Sunday, March 20, 2005

Tasks

Today was lovely, bright, warm, sunny. Well, not so warm that I lost my sweatshirt for very long at a time with the breeze that was blowing, no I didn’t. But I didn’t have the usual hat or earband either.

With husband transplanting spinach and beets into the garden (the spinach seeds planted 27 days ago had grown their first true leaves and their roots to the bottom of the trays), I took the horse to the front fields to graze, not meaning to stay down there. But stay I did. First I worked in the berries, finding them, cutting out last years canes, tying up this year’s canes. Some of them are thornless blackberries we got from an uncle’s garden when he died. I should write the aunt and tell her I was working his blackberries today. Some of them are not thornless and I did not have my gloves with me. Ouch.

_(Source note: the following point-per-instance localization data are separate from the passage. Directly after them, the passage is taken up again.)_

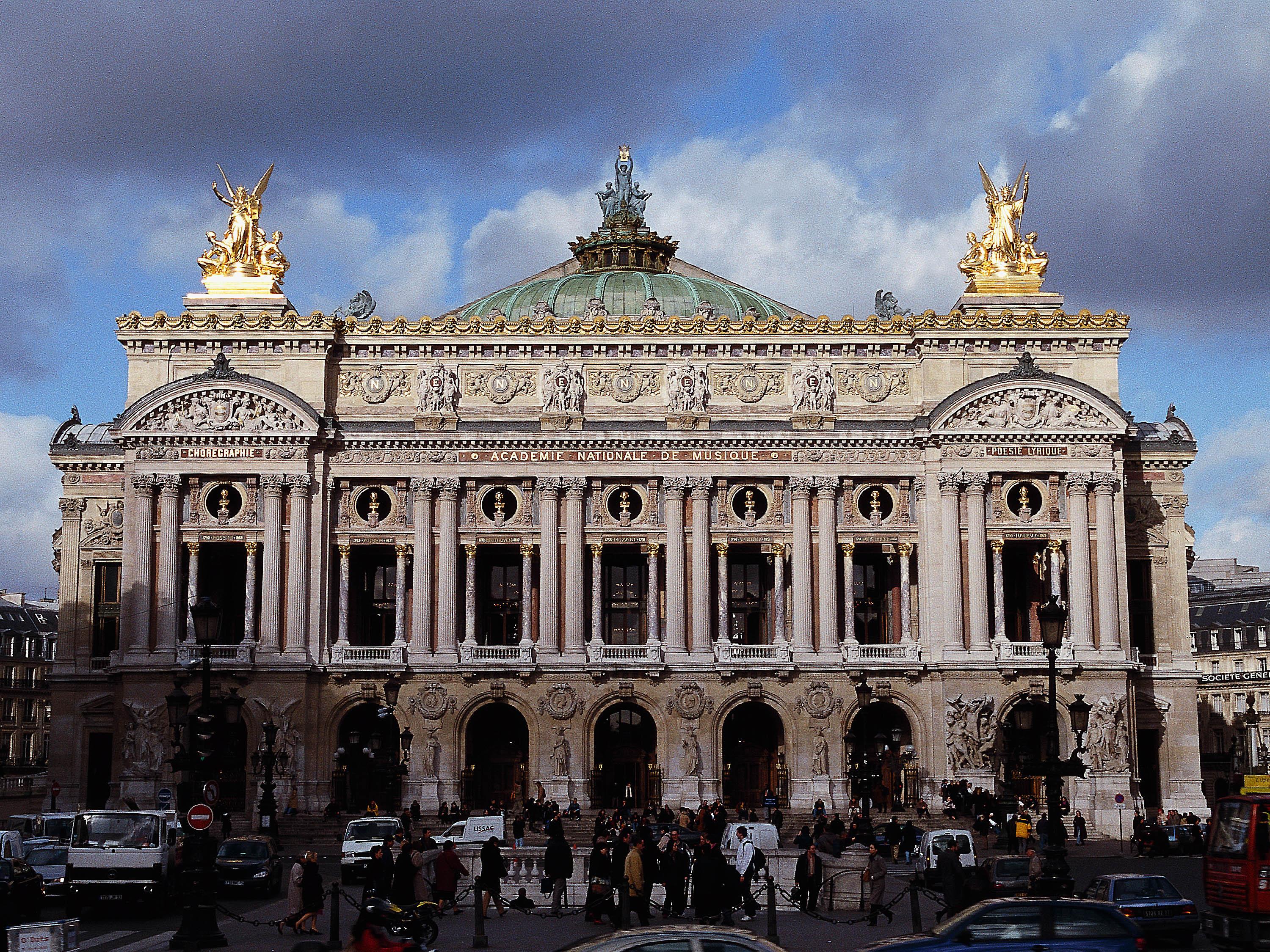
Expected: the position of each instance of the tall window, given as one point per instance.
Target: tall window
(747, 612)
(500, 612)
(106, 610)
(1142, 634)
(623, 588)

When I’d finished that I put on my stream bank restoration hat. We’ve watched through the years how the creeks move, and how nature stabilizes that movement, and what exacerbates it. When we bought the place the front creek was “clean” meaning it had no trees growing along it. Streams need a riparian boarder undisturbed to stay healthy, to control erosion, to keep the water from overheating, to provide hiding and food for the life that would teem there. So we’ve let it grow. But some areas need some help and we do various things – pile brush, find a big rock to redirect the flow of water, and encourage the willows. Today was a willow day. I just cut budding tips from the existing willows and push them into wet dirt where they seem needed. Some will root, some will not. A few roots make a world of difference. I got my feet wet through my boots and I had a blast. Doing that I found the most pure vein of clay I’ve ever seen in the wild. I don’t know if there is enough for an oven or not but it is what it made me think of (see the Earth Ovens book).

I even managed to vault myself up onto the horse and ride back.

The roses have leaves. So do the gooseberries. Have you ever read Anton Chekhov’s story Gooseberries? I think I pull it out and read it every spring.